Я соображаю, к чему он. Соображаю, зачем вся эта протяжная нудятина, бесконечный монолог, бессмысленная, невыносимая и неизбежная трепотня ополоумевшего дядюшки у камина. Это отвлечение, попытка заставить меня не думать о том, что происходит со мной. Это
Интересно, понял ли Пророк, что означает, когда тип вроде Харгрива зовет тебя «сынком»?
– Хорошая стратегия, в самом деле, и она, возможно, сработала бы, если б в один прекрасный день некая компания – кажется, одна из моих – не синтезировала таксол. А затем над нами встало прекрасное солнце синтетической биологии – и к чему оставлять неразвитыми и неразработанными миллионы гектаров земли, полагаясь на некое чудесное целительное снадобье в них, когда можно заставить микробы рожать любую гадость – только запрограммируй, и готово. И тропический лес стал всего лишь историей.
Кажется, голос Харгрива слабеет, тускнеет. Ощущение зыбкое, но сравнивать не с чем. Может, это лишь мое воображение?
– Но цефы намного, намного умнее нас.

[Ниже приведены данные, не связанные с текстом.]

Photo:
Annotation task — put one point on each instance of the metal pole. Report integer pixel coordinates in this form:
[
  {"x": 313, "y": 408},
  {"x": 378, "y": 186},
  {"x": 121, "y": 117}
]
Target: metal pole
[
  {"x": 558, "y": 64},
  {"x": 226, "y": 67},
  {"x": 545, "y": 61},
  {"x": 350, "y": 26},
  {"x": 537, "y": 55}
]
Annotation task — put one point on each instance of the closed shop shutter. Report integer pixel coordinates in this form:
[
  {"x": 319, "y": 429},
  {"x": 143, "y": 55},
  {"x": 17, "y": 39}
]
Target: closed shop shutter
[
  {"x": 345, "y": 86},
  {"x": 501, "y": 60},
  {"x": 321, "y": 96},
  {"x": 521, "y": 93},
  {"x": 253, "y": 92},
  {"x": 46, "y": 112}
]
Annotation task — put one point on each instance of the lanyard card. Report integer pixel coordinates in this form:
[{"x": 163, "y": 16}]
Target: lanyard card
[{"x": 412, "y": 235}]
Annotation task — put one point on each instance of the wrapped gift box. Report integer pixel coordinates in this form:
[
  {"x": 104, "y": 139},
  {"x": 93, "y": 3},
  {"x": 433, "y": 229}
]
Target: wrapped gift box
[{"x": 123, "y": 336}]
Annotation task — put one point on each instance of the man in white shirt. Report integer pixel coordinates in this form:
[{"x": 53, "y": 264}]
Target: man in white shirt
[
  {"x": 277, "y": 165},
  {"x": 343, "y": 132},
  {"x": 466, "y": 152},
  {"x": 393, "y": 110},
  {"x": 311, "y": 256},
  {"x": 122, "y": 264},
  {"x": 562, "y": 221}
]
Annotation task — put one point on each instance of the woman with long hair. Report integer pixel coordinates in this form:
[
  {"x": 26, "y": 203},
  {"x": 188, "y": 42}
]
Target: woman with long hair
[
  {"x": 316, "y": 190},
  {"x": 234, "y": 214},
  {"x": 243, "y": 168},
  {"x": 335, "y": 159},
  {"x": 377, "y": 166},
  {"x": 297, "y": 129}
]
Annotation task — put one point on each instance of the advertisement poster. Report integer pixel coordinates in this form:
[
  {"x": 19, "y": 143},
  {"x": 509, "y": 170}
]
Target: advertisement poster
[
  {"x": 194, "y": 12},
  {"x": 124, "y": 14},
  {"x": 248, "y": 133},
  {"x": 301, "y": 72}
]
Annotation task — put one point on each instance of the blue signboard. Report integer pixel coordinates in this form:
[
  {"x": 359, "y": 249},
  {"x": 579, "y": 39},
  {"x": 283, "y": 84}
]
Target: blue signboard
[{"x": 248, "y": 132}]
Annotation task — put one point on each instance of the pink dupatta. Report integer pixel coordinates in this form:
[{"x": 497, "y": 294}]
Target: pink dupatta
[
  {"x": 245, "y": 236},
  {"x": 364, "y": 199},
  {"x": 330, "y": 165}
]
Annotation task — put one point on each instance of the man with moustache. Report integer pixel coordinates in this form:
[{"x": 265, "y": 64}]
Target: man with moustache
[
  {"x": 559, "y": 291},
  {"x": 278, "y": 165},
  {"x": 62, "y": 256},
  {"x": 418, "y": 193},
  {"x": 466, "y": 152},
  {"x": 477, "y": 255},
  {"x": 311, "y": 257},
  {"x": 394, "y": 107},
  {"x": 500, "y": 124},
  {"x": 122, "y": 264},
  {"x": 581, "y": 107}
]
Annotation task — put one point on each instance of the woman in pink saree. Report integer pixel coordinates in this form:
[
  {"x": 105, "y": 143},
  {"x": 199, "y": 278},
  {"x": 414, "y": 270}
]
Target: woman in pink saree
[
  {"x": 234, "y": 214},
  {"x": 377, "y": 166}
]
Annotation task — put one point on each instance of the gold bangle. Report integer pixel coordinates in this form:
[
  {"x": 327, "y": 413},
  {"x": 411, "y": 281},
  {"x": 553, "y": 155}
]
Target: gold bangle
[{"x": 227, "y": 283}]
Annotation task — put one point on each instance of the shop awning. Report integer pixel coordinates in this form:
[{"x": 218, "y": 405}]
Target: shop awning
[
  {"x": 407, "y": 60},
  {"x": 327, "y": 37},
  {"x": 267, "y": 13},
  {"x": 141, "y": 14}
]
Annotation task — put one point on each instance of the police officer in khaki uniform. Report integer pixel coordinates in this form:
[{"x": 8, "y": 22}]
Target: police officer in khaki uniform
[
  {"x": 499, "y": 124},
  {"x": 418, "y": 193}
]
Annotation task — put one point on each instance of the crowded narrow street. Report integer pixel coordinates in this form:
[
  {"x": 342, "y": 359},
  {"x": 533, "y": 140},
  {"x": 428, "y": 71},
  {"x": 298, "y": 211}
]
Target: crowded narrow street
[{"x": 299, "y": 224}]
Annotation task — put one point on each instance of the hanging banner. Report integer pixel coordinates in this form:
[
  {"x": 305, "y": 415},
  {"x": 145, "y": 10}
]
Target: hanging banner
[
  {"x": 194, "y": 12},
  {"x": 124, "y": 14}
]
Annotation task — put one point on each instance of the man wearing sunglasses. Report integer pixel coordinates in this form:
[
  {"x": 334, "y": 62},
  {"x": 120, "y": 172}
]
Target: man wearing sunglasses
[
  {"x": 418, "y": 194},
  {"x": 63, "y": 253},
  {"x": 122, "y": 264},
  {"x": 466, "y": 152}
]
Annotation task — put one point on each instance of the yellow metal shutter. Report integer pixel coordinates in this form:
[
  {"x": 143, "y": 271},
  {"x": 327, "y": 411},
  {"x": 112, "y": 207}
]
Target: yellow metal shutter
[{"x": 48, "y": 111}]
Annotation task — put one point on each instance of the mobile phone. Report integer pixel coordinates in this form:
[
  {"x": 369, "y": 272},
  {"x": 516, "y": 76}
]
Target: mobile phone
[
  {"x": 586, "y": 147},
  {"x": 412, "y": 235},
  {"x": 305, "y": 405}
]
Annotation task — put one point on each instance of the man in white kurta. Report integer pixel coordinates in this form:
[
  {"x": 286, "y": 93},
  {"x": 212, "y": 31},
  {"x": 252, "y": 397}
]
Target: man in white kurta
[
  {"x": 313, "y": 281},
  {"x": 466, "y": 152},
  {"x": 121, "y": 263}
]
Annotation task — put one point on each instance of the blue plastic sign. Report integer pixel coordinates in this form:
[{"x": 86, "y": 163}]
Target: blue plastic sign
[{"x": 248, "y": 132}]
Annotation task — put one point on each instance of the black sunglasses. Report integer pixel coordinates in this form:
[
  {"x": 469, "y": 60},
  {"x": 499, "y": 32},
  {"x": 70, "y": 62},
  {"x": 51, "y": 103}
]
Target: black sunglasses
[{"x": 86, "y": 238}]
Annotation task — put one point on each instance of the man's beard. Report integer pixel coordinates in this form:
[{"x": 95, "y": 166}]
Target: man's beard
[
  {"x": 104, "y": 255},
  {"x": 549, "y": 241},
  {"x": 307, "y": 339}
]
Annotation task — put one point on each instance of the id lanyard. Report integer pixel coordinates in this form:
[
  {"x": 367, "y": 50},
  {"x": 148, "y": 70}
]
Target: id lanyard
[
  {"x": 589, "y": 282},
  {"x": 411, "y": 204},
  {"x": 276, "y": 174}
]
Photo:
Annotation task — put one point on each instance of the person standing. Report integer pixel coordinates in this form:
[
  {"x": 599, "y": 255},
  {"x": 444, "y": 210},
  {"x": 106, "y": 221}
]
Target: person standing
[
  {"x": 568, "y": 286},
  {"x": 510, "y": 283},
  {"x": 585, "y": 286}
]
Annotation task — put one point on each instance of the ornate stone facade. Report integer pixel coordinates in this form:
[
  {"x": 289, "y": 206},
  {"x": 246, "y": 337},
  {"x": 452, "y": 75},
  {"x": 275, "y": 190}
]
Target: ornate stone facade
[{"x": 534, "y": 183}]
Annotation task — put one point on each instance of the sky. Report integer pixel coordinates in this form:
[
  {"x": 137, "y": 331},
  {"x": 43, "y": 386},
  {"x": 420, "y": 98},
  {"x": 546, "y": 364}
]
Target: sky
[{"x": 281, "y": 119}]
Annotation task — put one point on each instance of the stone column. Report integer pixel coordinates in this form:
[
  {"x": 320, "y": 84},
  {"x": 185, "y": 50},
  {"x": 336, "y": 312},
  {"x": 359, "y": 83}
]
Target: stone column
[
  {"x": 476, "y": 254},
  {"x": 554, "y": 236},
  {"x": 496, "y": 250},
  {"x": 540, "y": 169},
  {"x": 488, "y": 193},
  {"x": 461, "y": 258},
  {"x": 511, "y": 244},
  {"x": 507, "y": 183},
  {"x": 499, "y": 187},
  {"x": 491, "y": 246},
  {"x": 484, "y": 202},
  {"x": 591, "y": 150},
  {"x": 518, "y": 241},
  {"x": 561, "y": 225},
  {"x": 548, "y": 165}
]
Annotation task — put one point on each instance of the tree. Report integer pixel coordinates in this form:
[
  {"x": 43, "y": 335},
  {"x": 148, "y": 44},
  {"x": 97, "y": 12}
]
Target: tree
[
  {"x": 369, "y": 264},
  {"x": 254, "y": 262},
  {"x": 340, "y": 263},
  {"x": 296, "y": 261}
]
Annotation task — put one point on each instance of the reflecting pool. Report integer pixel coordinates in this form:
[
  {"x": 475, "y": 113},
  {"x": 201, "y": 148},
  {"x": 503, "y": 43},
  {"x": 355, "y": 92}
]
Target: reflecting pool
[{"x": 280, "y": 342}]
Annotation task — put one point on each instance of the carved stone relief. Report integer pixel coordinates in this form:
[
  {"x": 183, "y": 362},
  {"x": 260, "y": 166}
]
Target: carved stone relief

Они знают: мы видим лишь то, что готовы увидеть, и сделать можем лишь представимое для нас. А природа за четыре миллиарда лет бесконечного экспериментирования, мутаций, селекции, это дивное царство дарвиновского отбора во всей прелести и разнообразии, – она создала множество невообразимого, у нее для нас подарки, каких мы и представить себе не способны.
Да, голос и в самом деле ослабел.
– Цефы это хорошо понимают. Они являются на планеты, где родилась жизнь, оставляют наблюдательные станции, чтобы посмотреть, какие чудеса рождает эволюция, – и оставляют планеты в покое. А каждый миллион лет или около того заглядывают проверить, как растет их заброшенный сад. Заверяю тебя, мой юный друг: им вовсе не понравился рак, расползшийся по лицу нашей планеты с тех пор, как цефы побывали здесь в последний раз. Они увидели бесконтрольно растущее людское племя, уничтожающее все вокруг себя и слишком глупое, чтобы понять: тем самым уничтожает и самое себя.